Menteri Keuangan Sri Mulyani Indrawati, pada Juli 2020 sebetulnya sudah mengeluarkan  Peraturan Menteri Keuangan (PMK) tentang rencana strategis yang di dalamnya termaktub  rencana untuk redenominasi pada tahun 2025 mendatang.

Namun, sampai saat ini saya pribadi belum melihat gencarnya sosialisasi yang dilakukan pemerintah maupun Bank Indonesia (BI) untuk mewujudkan rencana redenominasi itu.

Redenominasi adalah proses penggantian mata uang lama dengan mata uang baru, dengan mengurangi nilai nominal dari suatu mata uang. Sebagai contoh, redenominasi dapat dilakukan dengan mengganti 1.000 unit mata uang lama dengan 1 unit mata uang baru  atau Rp 100  menjadi Rp 1 rupiah.

Pengalaman Redenominasi

Indonesia pernah melakukan redenominasi pada tahun 1965 dan 1970. Pada tahun 1965,  redenominasi dilakukan untuk pertama kalinya dengan mengganti mata uang  “Rupiah Baru” dengan  “Rupiah” dan mengurangi nilai nominalnya sebesar seribu kali lipat. Kemudian pada tahun 1970, Indonesia kembali melakukan redenominasi dengan mengurangi nilai nominal rupiah sebesar seratus kali lipat.

Redenominasi  dilakukan untuk mengatasi masalah inflasi dan meningkatkan efisiensi administrasi keuangan. Redenominasi juga diharapkan dapat meningkatkan kepercayaan publik pada mata uang dan perekonomian negara.

Dampak positif dari redenominasi rupiah pada tahun 1960an dan 1970an antara lain mempercepat administrasi keuangan, mengurangi biaya produksi uang, dan memperbaiki kepercayaan masyarakat pada sistem keuangan. Namun, dampak negatifnya adalah kesulitan dalam adaptasi bagi beberapa masyarakat dan potensi spekulasi selama masa transisi.

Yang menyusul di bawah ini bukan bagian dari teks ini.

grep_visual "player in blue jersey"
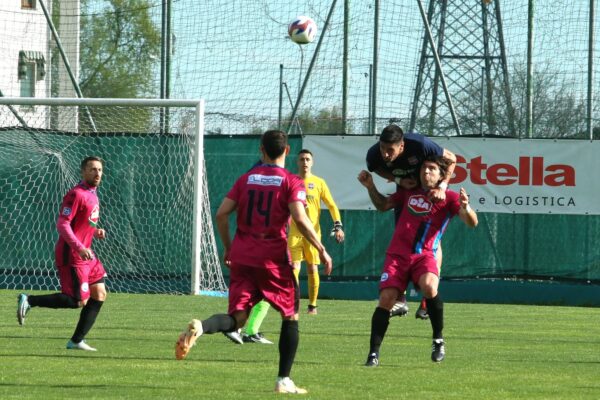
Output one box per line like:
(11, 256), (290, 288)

Jika dijabarkan lebih lanjut, dampak positif dari redenominasi rupiah di Indonesia adalah

A. Efisiensi administrasi keuangan: Redenominasi dapat mempermudah dan mempercepat administrasi keuangan karena jumlah uang kertas dan koin dalam sirkulasi berkurang secara signifikan.

B. Menurunkan biaya produksi uang: Produksi uang baru menjadi lebih murah karena nilai nominal lebih kecil, sehingga dapat menghemat biaya untuk mencetak dan mendistribusikan uang baru.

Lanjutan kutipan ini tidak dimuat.